During his campaign, de Blasio promised to charge rent to the wealthiest charter schools as part of a larger effort to slow the growth of these schools. He said that co-location has created tension in many communities across the city.
“This move could devastate the growth of education opportunity in such a competitive real estate market like New York City. Just think of how many families will have their choices taken away if Mayor De Blasio pursues these policies,” Cantor said.
“Mayor de Blasio should abandon this plan and allow New York’s charter schools to flourish,” he added.
Charter schools did not exist 25 years ago and currently enroll about 5 percent of public school students in the 42 states that allow the formation of charter schools. They are financed with tax dollars but independently run, and in most cases teachers do not belong to a union. They are often managed by nonprofit groups and have more freedom in deciding staffing, scheduling, and curriculum.
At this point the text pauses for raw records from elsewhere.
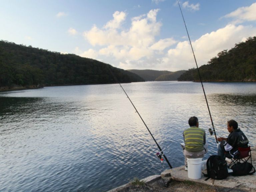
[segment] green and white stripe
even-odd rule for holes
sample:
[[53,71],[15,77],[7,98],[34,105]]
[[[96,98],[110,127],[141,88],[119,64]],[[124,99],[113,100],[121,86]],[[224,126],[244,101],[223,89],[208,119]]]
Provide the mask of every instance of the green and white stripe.
[[190,152],[199,152],[204,150],[204,129],[191,127],[183,132],[185,142],[185,149]]

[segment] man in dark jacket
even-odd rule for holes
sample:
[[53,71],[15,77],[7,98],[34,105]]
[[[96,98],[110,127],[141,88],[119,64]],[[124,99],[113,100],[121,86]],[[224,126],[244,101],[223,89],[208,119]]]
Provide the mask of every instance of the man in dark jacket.
[[238,152],[238,147],[247,147],[249,143],[245,135],[238,128],[237,122],[232,119],[228,121],[227,129],[230,133],[227,138],[219,137],[221,142],[218,149],[218,155],[223,159],[232,158]]

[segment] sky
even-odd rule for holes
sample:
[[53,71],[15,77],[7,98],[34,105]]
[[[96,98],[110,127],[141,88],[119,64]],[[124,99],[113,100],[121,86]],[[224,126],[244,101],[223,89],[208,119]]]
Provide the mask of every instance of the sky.
[[[197,64],[256,36],[256,0],[179,1]],[[125,70],[196,67],[176,0],[0,0],[0,40]]]

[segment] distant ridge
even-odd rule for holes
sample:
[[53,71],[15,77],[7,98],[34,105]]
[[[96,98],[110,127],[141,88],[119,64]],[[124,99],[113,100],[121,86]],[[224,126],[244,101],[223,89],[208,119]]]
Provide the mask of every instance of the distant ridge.
[[185,70],[182,70],[172,72],[169,71],[158,71],[150,69],[129,69],[127,71],[138,75],[145,81],[177,81],[178,78],[181,75],[186,71]]
[[[256,37],[223,50],[217,56],[199,68],[203,81],[256,82]],[[178,80],[199,81],[197,69],[189,69]]]
[[94,59],[0,41],[2,90],[14,87],[116,83],[110,69],[120,82],[144,81],[136,74]]

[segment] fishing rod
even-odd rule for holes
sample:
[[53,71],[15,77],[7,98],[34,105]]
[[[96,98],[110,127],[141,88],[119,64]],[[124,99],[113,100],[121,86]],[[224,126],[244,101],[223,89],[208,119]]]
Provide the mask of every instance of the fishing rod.
[[198,75],[199,75],[199,78],[200,79],[200,81],[201,82],[201,85],[202,85],[202,87],[203,88],[203,91],[204,91],[204,97],[205,98],[205,101],[206,102],[206,104],[207,104],[207,107],[208,108],[208,111],[209,112],[209,114],[210,115],[210,117],[211,118],[211,121],[212,122],[212,126],[213,130],[211,128],[209,128],[209,130],[210,132],[210,134],[212,135],[213,133],[214,133],[215,136],[215,138],[216,139],[216,142],[217,143],[217,146],[218,146],[218,140],[217,139],[217,136],[216,136],[216,132],[215,131],[215,129],[214,129],[214,126],[213,125],[213,122],[212,121],[212,116],[211,115],[211,112],[210,111],[210,108],[209,108],[209,105],[208,104],[208,102],[207,101],[207,98],[206,98],[206,95],[205,94],[205,92],[204,91],[204,86],[203,85],[203,82],[202,81],[202,78],[201,78],[201,76],[200,75],[200,72],[199,71],[199,69],[198,68],[198,66],[197,65],[197,62],[196,62],[196,56],[195,56],[195,54],[194,52],[194,50],[193,49],[193,47],[192,46],[192,44],[191,43],[191,41],[190,41],[190,38],[189,37],[189,35],[188,34],[188,29],[187,28],[187,25],[186,25],[186,23],[185,22],[185,20],[184,19],[184,17],[183,16],[183,14],[182,13],[182,11],[181,11],[181,8],[180,7],[180,2],[179,2],[179,0],[177,0],[178,1],[178,3],[179,4],[179,7],[180,7],[180,12],[181,13],[181,15],[182,16],[182,18],[183,19],[183,21],[184,22],[184,24],[185,25],[185,27],[186,28],[186,30],[187,31],[187,33],[188,34],[188,39],[189,40],[189,43],[190,44],[190,46],[191,46],[191,48],[192,49],[192,52],[193,53],[193,55],[194,55],[194,58],[195,59],[195,61],[196,62],[196,68],[197,69],[197,72],[198,73]]
[[130,99],[130,97],[129,97],[129,96],[128,96],[128,95],[127,95],[126,92],[124,90],[124,89],[123,87],[123,86],[121,85],[121,83],[119,82],[117,80],[117,79],[114,73],[113,73],[112,72],[112,71],[111,71],[110,68],[108,67],[108,69],[110,72],[110,73],[114,77],[114,78],[115,79],[115,80],[116,81],[116,82],[117,83],[119,84],[119,85],[120,85],[120,86],[121,87],[121,88],[122,88],[122,89],[123,90],[123,91],[124,92],[124,93],[125,94],[125,95],[126,95],[126,96],[127,96],[127,98],[128,98],[128,99],[129,100],[129,101],[130,101],[130,102],[132,104],[132,106],[133,106],[133,107],[135,109],[135,110],[136,111],[136,112],[137,113],[138,113],[138,114],[139,115],[139,116],[140,118],[140,119],[141,119],[141,120],[142,121],[142,122],[143,122],[143,123],[144,124],[144,125],[145,125],[145,126],[147,128],[147,129],[148,130],[148,132],[149,132],[149,133],[150,133],[151,137],[152,137],[152,138],[153,138],[153,139],[154,139],[154,140],[155,141],[155,142],[156,144],[156,145],[157,145],[157,147],[158,147],[158,149],[160,151],[160,152],[161,153],[161,154],[159,154],[159,153],[157,153],[156,154],[156,155],[157,156],[157,157],[161,159],[161,163],[162,164],[162,162],[163,162],[163,159],[162,158],[161,156],[162,155],[163,156],[163,157],[164,158],[164,159],[165,159],[165,160],[166,161],[166,162],[167,162],[167,163],[168,164],[168,165],[169,166],[169,167],[170,167],[170,168],[172,169],[173,171],[174,171],[173,170],[173,169],[171,165],[171,164],[169,162],[169,161],[168,160],[168,159],[167,159],[167,158],[165,156],[165,155],[164,154],[164,152],[163,152],[163,151],[162,150],[162,149],[161,149],[161,148],[160,147],[160,146],[159,145],[158,145],[158,144],[157,143],[157,142],[156,142],[156,141],[155,139],[155,138],[154,137],[154,136],[153,136],[153,135],[152,135],[152,134],[151,133],[151,132],[149,130],[149,129],[148,128],[148,126],[147,126],[147,125],[146,124],[146,123],[144,121],[144,120],[143,120],[143,119],[142,119],[142,118],[141,117],[141,116],[140,116],[140,114],[139,113],[139,112],[138,111],[138,110],[137,110],[137,109],[136,108],[136,107],[135,107],[135,106],[133,104],[133,103],[131,100],[131,99]]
At the event, the Brookings Institution’s Brown Center on Education Policy released the results of its third annual Education Choice and Competition Index (ECCI). The ECCI analyses school choice and competition in the nation’s largest school districts and scores them based on a variety of factors. New York City, New Orleans, Houston and Denver top the list of friendliest cities for school choice.
Cantor also backed the District of Columbia’s voucher program and the Louisiana Scholarship Program, a school voucher initiative promoted by Gov. Bobby Jindal that was the subject of a lawsuit by the Justice Department over allegations that it “impedes desegregation.”
Cantor attacked the administration for its attempt to try to close the program and then seeking the right to closely monitor it. He urged U.S. Attorney General Eric Holder to visit the program and see it for himself.
President Obama, who has called for the expansion of charter schools, does not support voucher programs. He has repeatedly failed to include D.C.’s voucher program in his annual budget request. Congress has reauthorized the program anyway.
“School choice is under attack in the very places that top this year’s rankings,” Cantor said. “It is up to us in this room, and our allies across the nation, to work for and fight for the families and students who will suffer the consequences if school choice is taken away.”
He vowed to push back against those who threaten the “education revolution.”
“Our committees in the House will remain vigilant in their efforts to ensure no one from the government stands in the schoolhouse door between any child and a good education,” Cantor said.